Recent breakthroughs in artificial intelligence have enabled large language models, like ChatGPT, to generate engaging conversation, write poetry, and even pass medical school exams. This emerging technology promises to have major implications, both good and bad, in the workplace and in day-to-day life. But despite its impressive capabilities, research has shown that large language models don’t think like humans.

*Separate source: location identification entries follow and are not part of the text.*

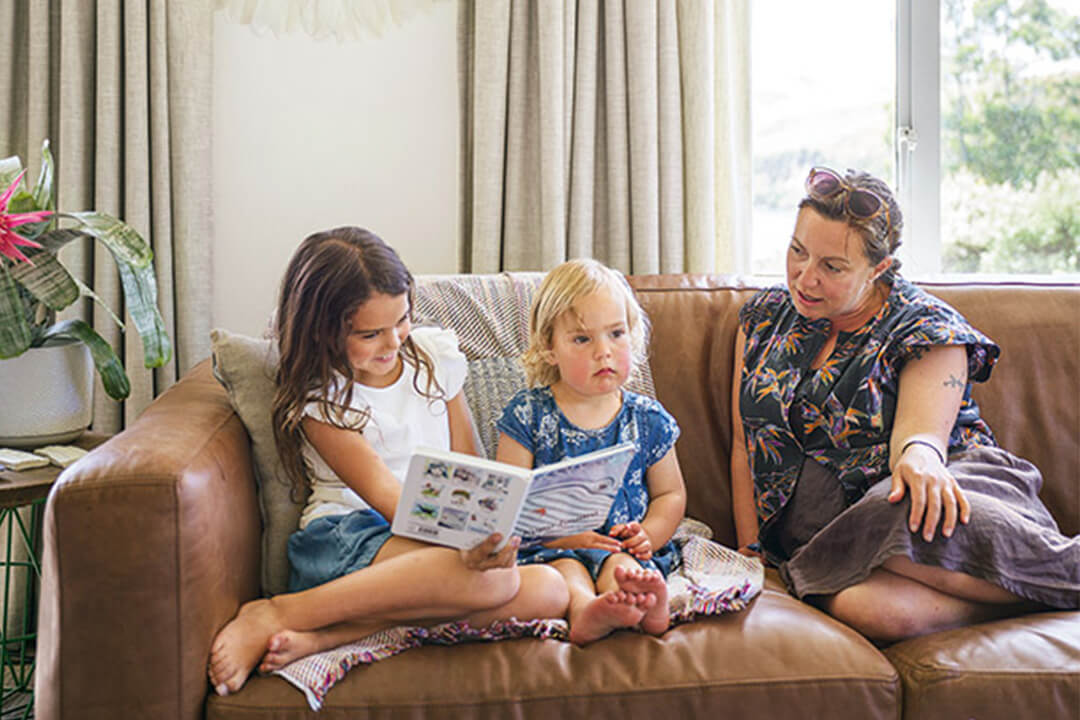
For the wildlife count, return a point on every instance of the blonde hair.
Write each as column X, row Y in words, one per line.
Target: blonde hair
column 561, row 288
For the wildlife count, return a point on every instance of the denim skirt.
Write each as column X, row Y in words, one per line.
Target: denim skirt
column 334, row 545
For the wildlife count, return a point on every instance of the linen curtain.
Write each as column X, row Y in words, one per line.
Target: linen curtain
column 611, row 128
column 121, row 89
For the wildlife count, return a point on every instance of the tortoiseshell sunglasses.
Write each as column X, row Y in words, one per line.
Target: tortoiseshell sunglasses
column 864, row 205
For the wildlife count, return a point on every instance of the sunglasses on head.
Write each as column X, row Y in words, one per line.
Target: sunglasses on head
column 823, row 184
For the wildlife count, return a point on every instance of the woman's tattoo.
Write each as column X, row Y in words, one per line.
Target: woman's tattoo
column 954, row 381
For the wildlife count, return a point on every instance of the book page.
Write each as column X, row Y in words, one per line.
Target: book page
column 458, row 500
column 572, row 496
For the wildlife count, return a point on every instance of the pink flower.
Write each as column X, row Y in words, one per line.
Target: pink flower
column 9, row 239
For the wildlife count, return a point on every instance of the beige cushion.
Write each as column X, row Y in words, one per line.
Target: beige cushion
column 246, row 367
column 490, row 316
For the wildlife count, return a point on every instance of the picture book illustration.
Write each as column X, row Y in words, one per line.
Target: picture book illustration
column 458, row 500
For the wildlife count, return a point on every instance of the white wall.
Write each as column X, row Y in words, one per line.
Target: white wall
column 309, row 135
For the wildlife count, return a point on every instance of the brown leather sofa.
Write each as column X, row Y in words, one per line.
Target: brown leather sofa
column 152, row 542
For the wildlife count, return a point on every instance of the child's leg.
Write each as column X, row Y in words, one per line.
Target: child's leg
column 542, row 595
column 418, row 583
column 624, row 572
column 593, row 616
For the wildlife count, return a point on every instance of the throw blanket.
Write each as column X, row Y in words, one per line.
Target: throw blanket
column 712, row 580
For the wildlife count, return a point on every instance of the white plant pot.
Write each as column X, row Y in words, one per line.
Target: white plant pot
column 46, row 395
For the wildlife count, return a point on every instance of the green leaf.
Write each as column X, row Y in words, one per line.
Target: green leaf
column 135, row 262
column 140, row 296
column 10, row 167
column 88, row 293
column 44, row 193
column 46, row 280
column 54, row 240
column 14, row 328
column 113, row 378
column 127, row 246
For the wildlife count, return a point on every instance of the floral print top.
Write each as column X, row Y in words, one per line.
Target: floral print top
column 534, row 419
column 841, row 413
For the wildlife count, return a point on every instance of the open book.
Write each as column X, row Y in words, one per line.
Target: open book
column 458, row 500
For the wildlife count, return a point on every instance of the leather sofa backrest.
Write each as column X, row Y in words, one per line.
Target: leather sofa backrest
column 1030, row 401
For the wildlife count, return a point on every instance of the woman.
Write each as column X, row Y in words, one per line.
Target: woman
column 861, row 465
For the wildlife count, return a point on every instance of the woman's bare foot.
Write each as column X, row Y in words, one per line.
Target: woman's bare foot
column 240, row 644
column 639, row 580
column 608, row 612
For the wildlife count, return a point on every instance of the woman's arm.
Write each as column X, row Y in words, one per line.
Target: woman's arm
column 356, row 463
column 931, row 390
column 743, row 506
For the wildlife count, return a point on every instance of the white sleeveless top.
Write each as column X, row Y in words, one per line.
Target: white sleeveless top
column 401, row 419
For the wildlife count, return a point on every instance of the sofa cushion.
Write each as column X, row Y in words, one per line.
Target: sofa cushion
column 490, row 316
column 778, row 659
column 994, row 670
column 246, row 367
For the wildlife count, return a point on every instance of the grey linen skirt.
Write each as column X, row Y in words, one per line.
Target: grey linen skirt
column 1011, row 541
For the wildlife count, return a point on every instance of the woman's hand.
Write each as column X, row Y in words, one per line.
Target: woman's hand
column 483, row 555
column 934, row 491
column 635, row 540
column 590, row 540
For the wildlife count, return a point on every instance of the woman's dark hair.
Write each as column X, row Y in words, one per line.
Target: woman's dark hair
column 329, row 276
column 880, row 234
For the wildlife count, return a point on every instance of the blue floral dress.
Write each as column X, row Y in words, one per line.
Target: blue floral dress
column 532, row 418
column 818, row 443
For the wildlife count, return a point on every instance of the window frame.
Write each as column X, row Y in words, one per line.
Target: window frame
column 917, row 144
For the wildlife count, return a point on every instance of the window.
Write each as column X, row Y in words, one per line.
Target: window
column 968, row 107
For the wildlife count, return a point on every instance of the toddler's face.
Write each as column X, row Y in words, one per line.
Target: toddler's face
column 374, row 336
column 591, row 344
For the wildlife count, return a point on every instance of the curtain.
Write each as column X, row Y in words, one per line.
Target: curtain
column 122, row 91
column 611, row 128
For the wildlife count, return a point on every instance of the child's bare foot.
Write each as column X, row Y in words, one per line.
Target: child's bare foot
column 239, row 646
column 289, row 646
column 608, row 612
column 639, row 580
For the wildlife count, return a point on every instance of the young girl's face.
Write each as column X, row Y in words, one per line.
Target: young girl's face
column 591, row 345
column 374, row 335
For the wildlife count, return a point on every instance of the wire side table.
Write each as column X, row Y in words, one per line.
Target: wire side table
column 23, row 498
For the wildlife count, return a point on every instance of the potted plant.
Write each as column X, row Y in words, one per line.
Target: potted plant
column 35, row 284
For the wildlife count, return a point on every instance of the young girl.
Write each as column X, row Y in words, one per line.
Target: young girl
column 584, row 330
column 358, row 389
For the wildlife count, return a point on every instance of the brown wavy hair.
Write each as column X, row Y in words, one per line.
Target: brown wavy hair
column 329, row 276
column 880, row 236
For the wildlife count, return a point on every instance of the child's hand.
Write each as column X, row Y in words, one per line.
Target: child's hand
column 484, row 557
column 591, row 540
column 635, row 540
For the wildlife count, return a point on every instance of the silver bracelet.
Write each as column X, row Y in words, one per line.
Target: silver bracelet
column 929, row 445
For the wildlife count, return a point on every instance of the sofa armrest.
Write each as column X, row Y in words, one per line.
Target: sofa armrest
column 150, row 543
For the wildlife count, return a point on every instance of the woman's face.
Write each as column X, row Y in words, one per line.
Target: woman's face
column 827, row 272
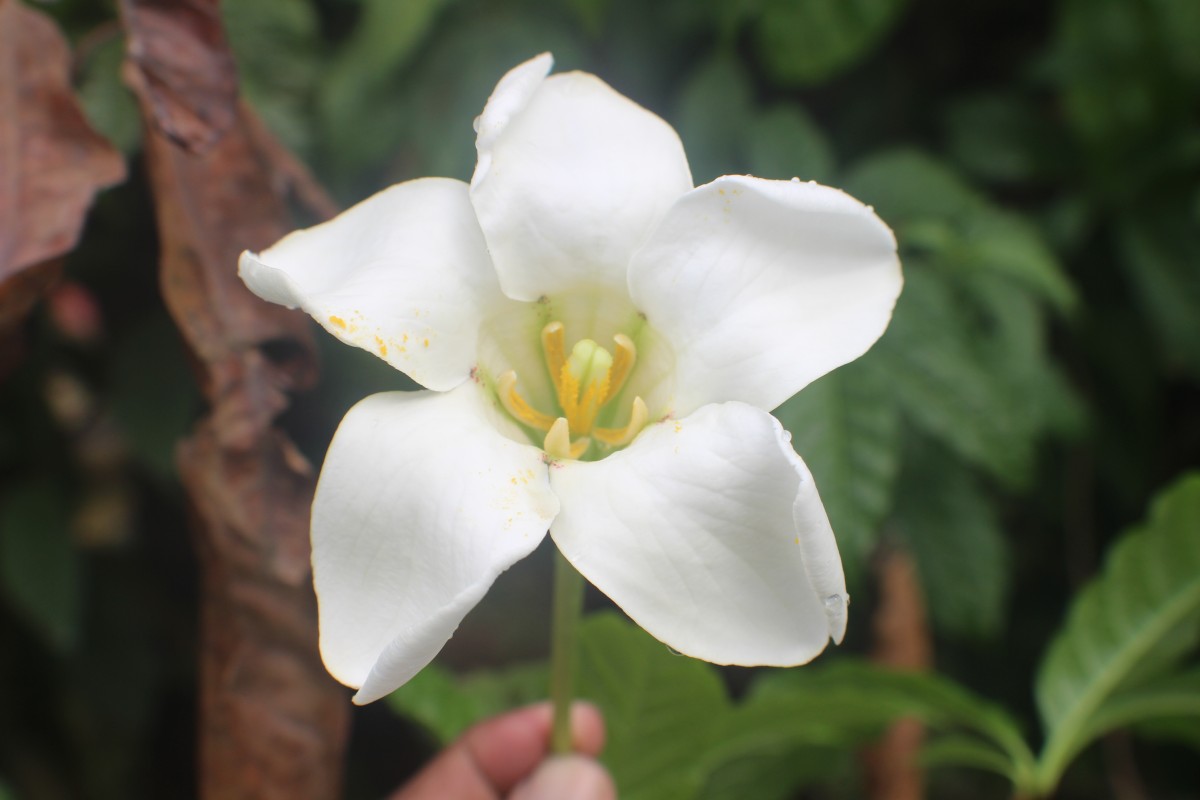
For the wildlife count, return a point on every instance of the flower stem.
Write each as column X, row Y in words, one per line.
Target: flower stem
column 563, row 650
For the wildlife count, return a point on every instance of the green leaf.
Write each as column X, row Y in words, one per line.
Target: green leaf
column 714, row 108
column 940, row 217
column 953, row 534
column 959, row 750
column 358, row 109
column 106, row 100
column 150, row 361
column 849, row 703
column 1000, row 137
column 448, row 704
column 1123, row 630
column 276, row 47
column 663, row 710
column 948, row 386
column 803, row 42
column 1121, row 68
column 785, row 142
column 1161, row 253
column 845, row 426
column 773, row 773
column 1173, row 697
column 39, row 564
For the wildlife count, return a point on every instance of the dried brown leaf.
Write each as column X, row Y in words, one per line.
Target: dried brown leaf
column 52, row 163
column 189, row 77
column 273, row 723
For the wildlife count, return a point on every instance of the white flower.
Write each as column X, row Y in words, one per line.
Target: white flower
column 601, row 344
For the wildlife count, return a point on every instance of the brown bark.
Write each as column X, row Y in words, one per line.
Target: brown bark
column 273, row 723
column 52, row 164
column 901, row 642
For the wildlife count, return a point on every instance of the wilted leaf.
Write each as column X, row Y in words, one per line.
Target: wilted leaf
column 52, row 163
column 1126, row 629
column 185, row 70
column 273, row 722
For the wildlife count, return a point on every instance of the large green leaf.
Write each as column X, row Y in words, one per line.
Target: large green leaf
column 39, row 564
column 807, row 41
column 951, row 528
column 846, row 428
column 774, row 771
column 948, row 386
column 663, row 710
column 937, row 216
column 847, row 703
column 1125, row 630
column 449, row 704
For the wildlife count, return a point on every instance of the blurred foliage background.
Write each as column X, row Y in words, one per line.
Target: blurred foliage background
column 1039, row 162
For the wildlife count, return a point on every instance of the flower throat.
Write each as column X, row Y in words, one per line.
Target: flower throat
column 585, row 382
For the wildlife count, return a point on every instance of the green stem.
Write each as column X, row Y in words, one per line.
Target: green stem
column 563, row 650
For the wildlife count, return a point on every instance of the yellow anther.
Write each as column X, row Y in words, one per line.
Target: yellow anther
column 585, row 380
column 621, row 437
column 516, row 405
column 623, row 361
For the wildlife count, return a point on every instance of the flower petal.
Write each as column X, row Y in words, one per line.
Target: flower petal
column 405, row 275
column 765, row 286
column 421, row 504
column 571, row 179
column 709, row 534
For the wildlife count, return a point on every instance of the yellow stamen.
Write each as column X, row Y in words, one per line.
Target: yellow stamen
column 585, row 380
column 555, row 349
column 589, row 405
column 516, row 405
column 621, row 437
column 580, row 446
column 623, row 361
column 558, row 440
column 568, row 394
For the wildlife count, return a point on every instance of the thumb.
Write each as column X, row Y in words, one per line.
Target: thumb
column 567, row 777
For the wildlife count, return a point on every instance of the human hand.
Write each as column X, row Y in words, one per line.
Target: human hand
column 505, row 758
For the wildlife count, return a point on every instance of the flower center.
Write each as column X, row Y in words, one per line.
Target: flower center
column 585, row 382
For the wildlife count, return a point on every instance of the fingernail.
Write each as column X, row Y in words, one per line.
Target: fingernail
column 567, row 777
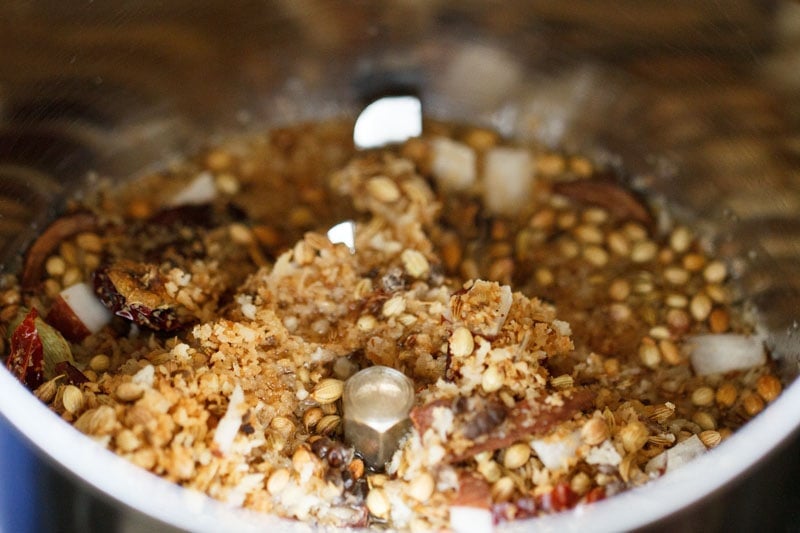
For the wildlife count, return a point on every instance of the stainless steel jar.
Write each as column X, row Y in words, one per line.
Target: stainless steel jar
column 697, row 99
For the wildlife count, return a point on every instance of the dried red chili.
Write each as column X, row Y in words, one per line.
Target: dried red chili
column 26, row 358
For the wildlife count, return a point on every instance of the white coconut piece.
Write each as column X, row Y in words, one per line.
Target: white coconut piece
column 719, row 353
column 453, row 164
column 507, row 179
column 677, row 456
column 85, row 305
column 557, row 451
column 229, row 424
column 465, row 519
column 200, row 190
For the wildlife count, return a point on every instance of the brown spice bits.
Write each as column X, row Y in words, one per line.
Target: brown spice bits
column 59, row 231
column 482, row 308
column 137, row 292
column 620, row 202
column 478, row 424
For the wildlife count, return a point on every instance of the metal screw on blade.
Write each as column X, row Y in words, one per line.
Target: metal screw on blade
column 376, row 403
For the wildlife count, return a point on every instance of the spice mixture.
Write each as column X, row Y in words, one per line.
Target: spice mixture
column 563, row 334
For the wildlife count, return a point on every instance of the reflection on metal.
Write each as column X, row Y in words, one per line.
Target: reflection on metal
column 377, row 401
column 388, row 120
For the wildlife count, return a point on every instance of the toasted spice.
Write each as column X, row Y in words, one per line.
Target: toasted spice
column 549, row 345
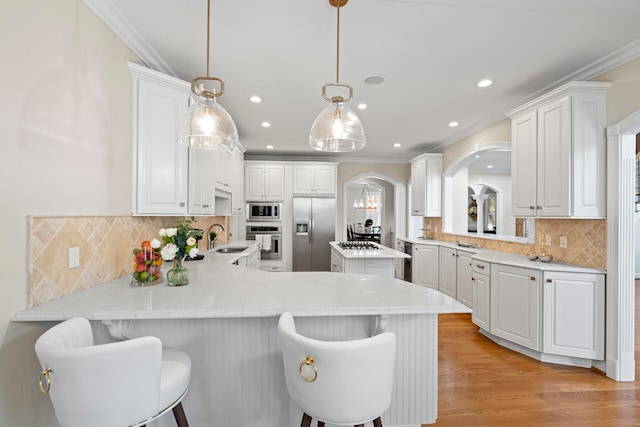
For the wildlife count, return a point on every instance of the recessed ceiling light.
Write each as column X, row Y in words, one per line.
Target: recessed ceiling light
column 374, row 79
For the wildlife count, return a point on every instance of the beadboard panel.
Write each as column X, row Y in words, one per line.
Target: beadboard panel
column 238, row 380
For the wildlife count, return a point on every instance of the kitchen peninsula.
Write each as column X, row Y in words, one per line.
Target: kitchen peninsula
column 226, row 319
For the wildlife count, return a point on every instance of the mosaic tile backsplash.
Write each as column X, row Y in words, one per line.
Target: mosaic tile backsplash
column 106, row 244
column 586, row 238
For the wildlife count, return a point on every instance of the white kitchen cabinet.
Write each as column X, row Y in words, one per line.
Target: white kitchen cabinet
column 237, row 200
column 481, row 280
column 160, row 163
column 464, row 273
column 264, row 181
column 515, row 305
column 314, row 179
column 574, row 314
column 425, row 265
column 448, row 272
column 559, row 153
column 426, row 185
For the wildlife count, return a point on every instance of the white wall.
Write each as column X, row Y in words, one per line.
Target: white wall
column 66, row 149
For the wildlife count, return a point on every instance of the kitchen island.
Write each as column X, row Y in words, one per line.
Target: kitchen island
column 364, row 258
column 226, row 320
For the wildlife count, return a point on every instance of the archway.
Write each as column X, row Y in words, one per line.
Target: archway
column 393, row 205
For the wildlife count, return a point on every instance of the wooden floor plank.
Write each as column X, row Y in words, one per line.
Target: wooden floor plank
column 483, row 384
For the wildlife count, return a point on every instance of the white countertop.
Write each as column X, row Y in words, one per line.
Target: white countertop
column 219, row 289
column 507, row 258
column 381, row 252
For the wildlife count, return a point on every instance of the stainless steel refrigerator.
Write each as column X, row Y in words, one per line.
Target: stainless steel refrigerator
column 314, row 225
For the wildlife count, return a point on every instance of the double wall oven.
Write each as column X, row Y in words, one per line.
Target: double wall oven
column 264, row 223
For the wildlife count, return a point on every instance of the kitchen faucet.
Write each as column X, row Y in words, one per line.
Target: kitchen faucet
column 211, row 243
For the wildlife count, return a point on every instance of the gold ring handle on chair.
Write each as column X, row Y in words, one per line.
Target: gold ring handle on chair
column 45, row 374
column 309, row 361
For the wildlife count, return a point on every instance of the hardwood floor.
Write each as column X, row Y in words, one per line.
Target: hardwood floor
column 484, row 384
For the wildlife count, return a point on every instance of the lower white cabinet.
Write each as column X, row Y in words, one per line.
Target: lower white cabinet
column 574, row 314
column 481, row 303
column 515, row 304
column 448, row 271
column 425, row 265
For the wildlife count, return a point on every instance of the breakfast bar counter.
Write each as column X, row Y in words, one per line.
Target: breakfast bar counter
column 226, row 320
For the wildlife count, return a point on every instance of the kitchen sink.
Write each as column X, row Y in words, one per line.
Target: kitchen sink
column 231, row 250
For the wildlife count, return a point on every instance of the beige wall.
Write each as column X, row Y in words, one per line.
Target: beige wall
column 66, row 149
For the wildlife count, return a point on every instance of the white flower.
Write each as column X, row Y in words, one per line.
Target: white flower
column 193, row 252
column 169, row 251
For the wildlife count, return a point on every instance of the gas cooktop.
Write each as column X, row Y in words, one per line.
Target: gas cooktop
column 357, row 245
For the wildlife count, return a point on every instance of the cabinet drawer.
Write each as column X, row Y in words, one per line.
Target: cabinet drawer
column 481, row 267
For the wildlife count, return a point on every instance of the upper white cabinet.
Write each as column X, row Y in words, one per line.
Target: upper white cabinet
column 559, row 153
column 426, row 185
column 314, row 179
column 237, row 201
column 425, row 265
column 160, row 164
column 171, row 179
column 264, row 181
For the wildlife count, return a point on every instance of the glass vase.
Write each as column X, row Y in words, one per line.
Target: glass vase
column 179, row 274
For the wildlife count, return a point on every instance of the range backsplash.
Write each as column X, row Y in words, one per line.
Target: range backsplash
column 106, row 244
column 587, row 240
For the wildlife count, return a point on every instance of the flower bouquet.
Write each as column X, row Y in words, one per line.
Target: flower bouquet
column 177, row 243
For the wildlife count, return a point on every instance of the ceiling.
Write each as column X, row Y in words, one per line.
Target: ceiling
column 432, row 53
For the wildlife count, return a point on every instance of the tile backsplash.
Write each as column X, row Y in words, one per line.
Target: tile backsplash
column 106, row 244
column 586, row 240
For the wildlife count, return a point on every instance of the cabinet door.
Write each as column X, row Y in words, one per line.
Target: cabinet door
column 481, row 315
column 237, row 196
column 425, row 265
column 161, row 163
column 463, row 278
column 325, row 179
column 273, row 182
column 418, row 187
column 523, row 164
column 448, row 270
column 202, row 178
column 254, row 182
column 515, row 305
column 303, row 179
column 573, row 315
column 554, row 158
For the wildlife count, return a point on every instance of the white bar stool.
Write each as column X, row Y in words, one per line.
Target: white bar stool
column 126, row 383
column 338, row 382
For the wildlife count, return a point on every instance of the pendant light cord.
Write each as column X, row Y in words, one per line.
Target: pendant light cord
column 338, row 45
column 208, row 32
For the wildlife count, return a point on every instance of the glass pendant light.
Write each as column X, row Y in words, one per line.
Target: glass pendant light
column 337, row 128
column 206, row 124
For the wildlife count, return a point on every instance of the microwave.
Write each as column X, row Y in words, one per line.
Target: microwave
column 264, row 211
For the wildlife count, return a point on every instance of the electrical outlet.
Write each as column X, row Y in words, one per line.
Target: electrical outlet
column 563, row 241
column 74, row 257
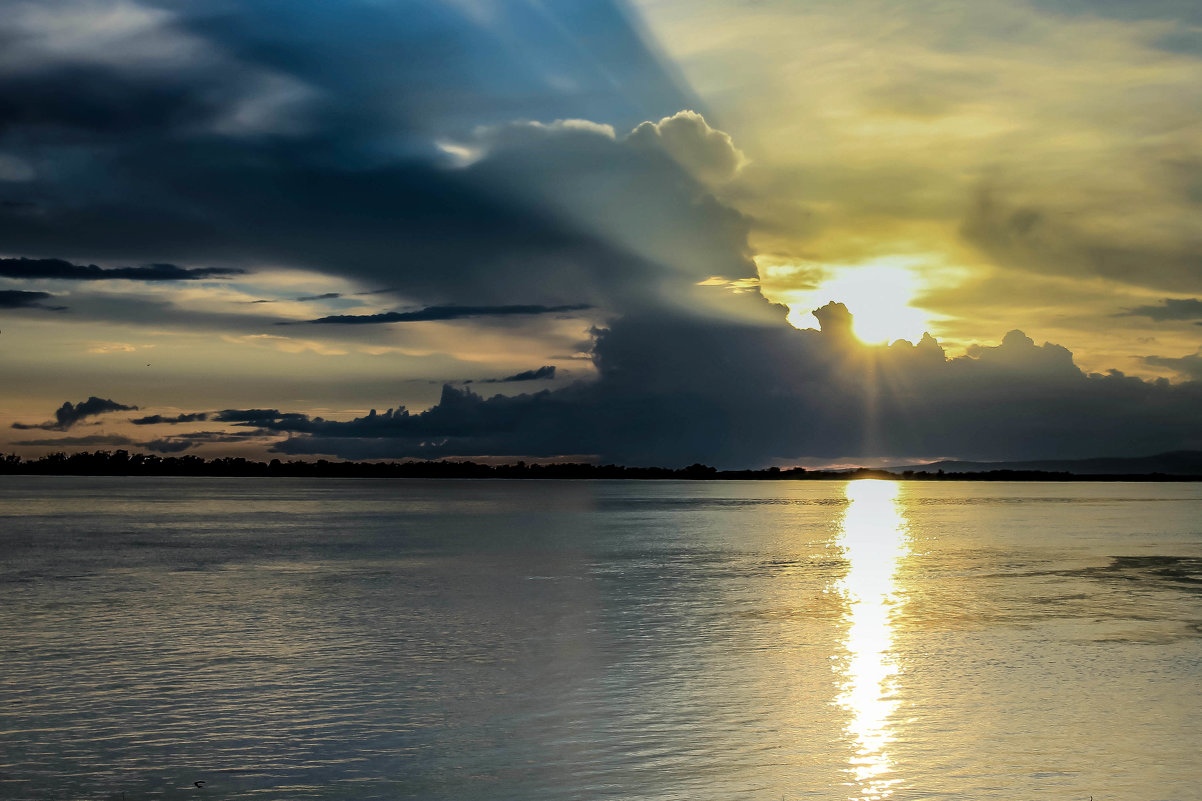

In order to better understand the capabilities and limitations of these systems, my student Zhisheng Tang and I studied their “rationality”. That is, we wanted to see if the models could make decisions that maximized expected gain, a skill which is essential for humans, organizations, and AI in decision making processes. Our experiments showed that, in their original form, the models do behave randomly when presented with bet-like choices. However, we were surprised to find that by providing just a few examples of proper decision making, such as taking heads in a coin toss situation, the models could be taught to make relatively rational decisions. Ongoing research on ChatGPT, a far more advanced model, has failed to replicate our findings, but it remains an interesting area to explore.
Our findings suggest that if large language models are used for decision-making in situations where high stakes may be involved, extra caution must be taken. Human intervention could be essential in order to ensure that the AI systems are making rational choices. This is especially true when faced with complex situations such as those experienced during the COVID-19 pandemic, where AI could have made a dramatic difference if it was able to properly weigh costs and benefits.
Google’s BERT, one of the earliest large language models, has been integrated into the company’s search engine, leading to its being known as BERTology. Researchers in this field have also been inspired by cognitive science and the early research in the 1920s by Edward Sapir and Benjamin Lee Whorf on the impact of language on thinking. There is some evidence, for instance, from studies of the Zuñi tribe, that those who speak a language without separate words for different colors can’t distinguish them as effectively as those who do.
While our research has only begun to scratch the surface, the importance of understanding the decision-making of large language models shouldn’t be underestimated. By observing the behavior and biases of these systems, it is possible to gain invaluable insight into the intersection of language and cognition and create systems that can truly think like humans.